RFA and LMP: Did you find any information in your research that surprised you? Frightened you? What did you find in your research that affected you most?

BD: I was struck by two things in my research. One was the economic underpinnings of the internment camps. That is to say, to some degree, the Japanese were rounded up because their agricultural holdings in California were so large and profitable that people wanted to take them over for nothing or next to nothing. This was a disturbing discovery about my country's motives. Secondly, I was struck to discover that Japanese American orphan children and infants were rounded up and kept segregated from the "regular" camp internees. This was a bit much for me.
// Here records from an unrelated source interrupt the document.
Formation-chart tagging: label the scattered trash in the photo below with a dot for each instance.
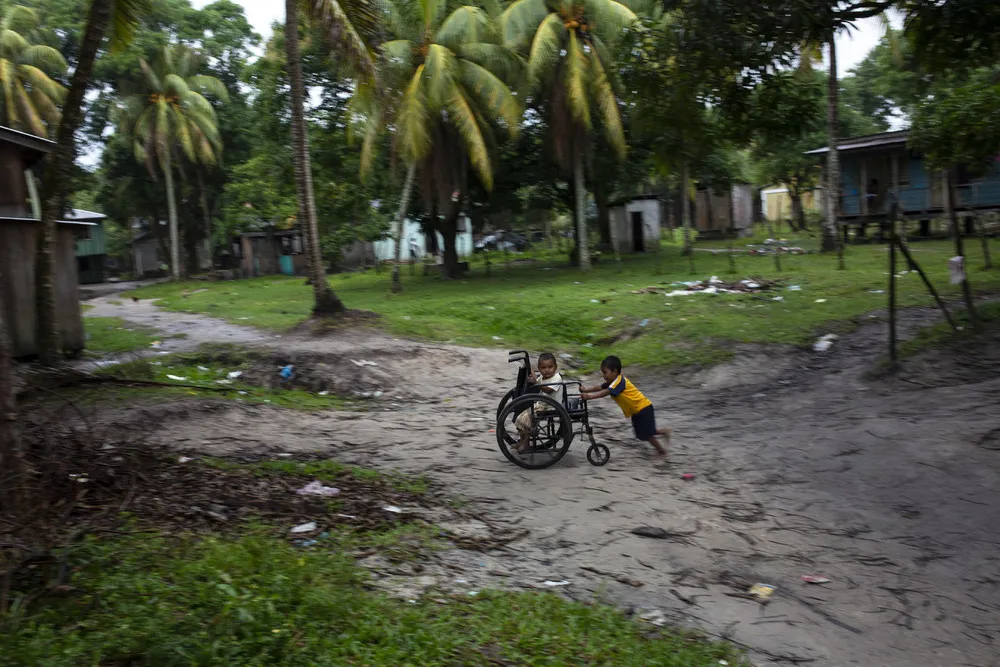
(762, 591)
(824, 343)
(956, 268)
(316, 488)
(655, 617)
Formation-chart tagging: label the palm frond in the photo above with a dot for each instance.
(492, 94)
(465, 25)
(576, 81)
(208, 85)
(464, 120)
(440, 68)
(414, 137)
(607, 106)
(520, 21)
(546, 47)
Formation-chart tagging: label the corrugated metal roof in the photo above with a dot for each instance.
(869, 141)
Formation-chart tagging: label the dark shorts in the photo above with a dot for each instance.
(644, 423)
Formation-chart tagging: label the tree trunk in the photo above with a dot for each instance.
(327, 302)
(831, 240)
(207, 262)
(686, 210)
(956, 232)
(175, 241)
(12, 466)
(798, 221)
(404, 204)
(580, 191)
(57, 175)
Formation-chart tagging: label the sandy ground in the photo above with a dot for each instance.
(803, 466)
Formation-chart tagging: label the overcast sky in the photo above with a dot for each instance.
(851, 47)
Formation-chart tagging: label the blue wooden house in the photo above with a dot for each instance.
(876, 167)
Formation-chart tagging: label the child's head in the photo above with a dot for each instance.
(547, 364)
(611, 368)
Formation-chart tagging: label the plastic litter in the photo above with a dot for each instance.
(762, 591)
(824, 343)
(316, 488)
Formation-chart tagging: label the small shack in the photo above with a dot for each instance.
(635, 223)
(725, 213)
(91, 246)
(19, 227)
(271, 252)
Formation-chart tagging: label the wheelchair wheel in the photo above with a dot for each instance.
(550, 436)
(598, 455)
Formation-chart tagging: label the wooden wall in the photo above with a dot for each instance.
(18, 241)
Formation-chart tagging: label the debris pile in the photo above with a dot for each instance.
(712, 286)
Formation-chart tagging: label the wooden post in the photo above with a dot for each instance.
(903, 248)
(893, 360)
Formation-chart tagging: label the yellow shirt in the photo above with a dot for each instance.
(628, 398)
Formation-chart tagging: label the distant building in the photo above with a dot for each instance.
(636, 223)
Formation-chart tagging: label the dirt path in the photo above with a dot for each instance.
(802, 465)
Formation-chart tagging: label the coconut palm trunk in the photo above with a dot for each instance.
(175, 240)
(326, 302)
(404, 203)
(831, 238)
(57, 175)
(580, 192)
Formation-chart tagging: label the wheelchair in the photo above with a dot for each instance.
(556, 421)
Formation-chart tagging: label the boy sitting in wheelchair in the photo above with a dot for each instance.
(548, 374)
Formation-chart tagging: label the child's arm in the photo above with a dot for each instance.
(595, 393)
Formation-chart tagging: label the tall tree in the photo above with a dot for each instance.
(125, 15)
(29, 94)
(169, 118)
(568, 46)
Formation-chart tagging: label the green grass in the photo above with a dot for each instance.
(325, 470)
(209, 374)
(113, 335)
(545, 305)
(258, 601)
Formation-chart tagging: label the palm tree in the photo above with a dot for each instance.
(124, 15)
(171, 117)
(29, 95)
(446, 72)
(568, 44)
(350, 28)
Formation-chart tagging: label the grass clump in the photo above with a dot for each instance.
(256, 600)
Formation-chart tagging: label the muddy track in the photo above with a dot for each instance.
(803, 463)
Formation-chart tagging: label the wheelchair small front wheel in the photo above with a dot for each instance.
(598, 455)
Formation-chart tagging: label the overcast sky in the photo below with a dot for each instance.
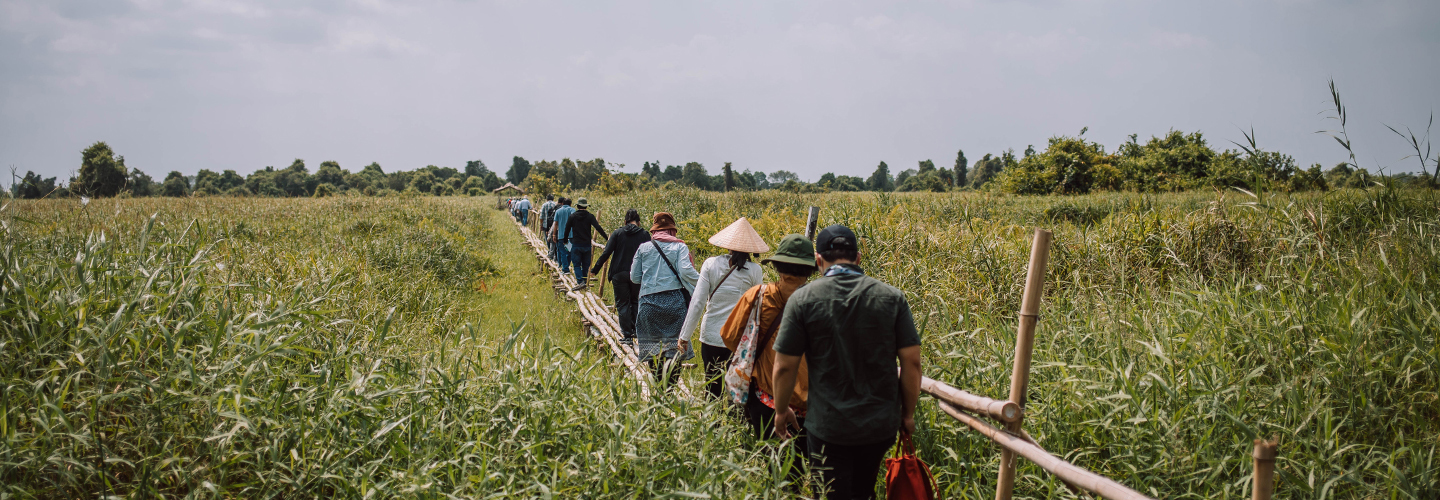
(808, 87)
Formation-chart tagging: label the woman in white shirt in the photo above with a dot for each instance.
(723, 278)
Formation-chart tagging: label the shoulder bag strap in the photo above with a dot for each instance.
(667, 262)
(722, 281)
(769, 333)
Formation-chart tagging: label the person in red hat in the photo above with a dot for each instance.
(667, 275)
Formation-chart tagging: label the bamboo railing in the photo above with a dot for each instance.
(965, 407)
(1011, 437)
(596, 317)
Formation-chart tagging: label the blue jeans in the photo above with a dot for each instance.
(562, 255)
(581, 261)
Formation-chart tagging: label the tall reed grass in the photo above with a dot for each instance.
(1175, 327)
(336, 347)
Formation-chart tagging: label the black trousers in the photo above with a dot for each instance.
(848, 471)
(581, 262)
(716, 360)
(627, 303)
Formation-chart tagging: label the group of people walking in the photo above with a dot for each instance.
(807, 360)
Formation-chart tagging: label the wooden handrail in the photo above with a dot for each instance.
(1066, 471)
(1004, 411)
RFA and LMP: If you could ask young readers of Ben's journal one question after they finished reading your book, what would that question be?

BD: What is an American?


This interview was conducted by Richard F. Abrahamson, Ph.D., Professor of Literature for Children and Young Adults, University of Houston, Houston, Texas, and Linda M. Pavonetti, Ed.D., Assistant Professor, Oakland University, Department of Reading and Language Arts, Rochester, Michigan.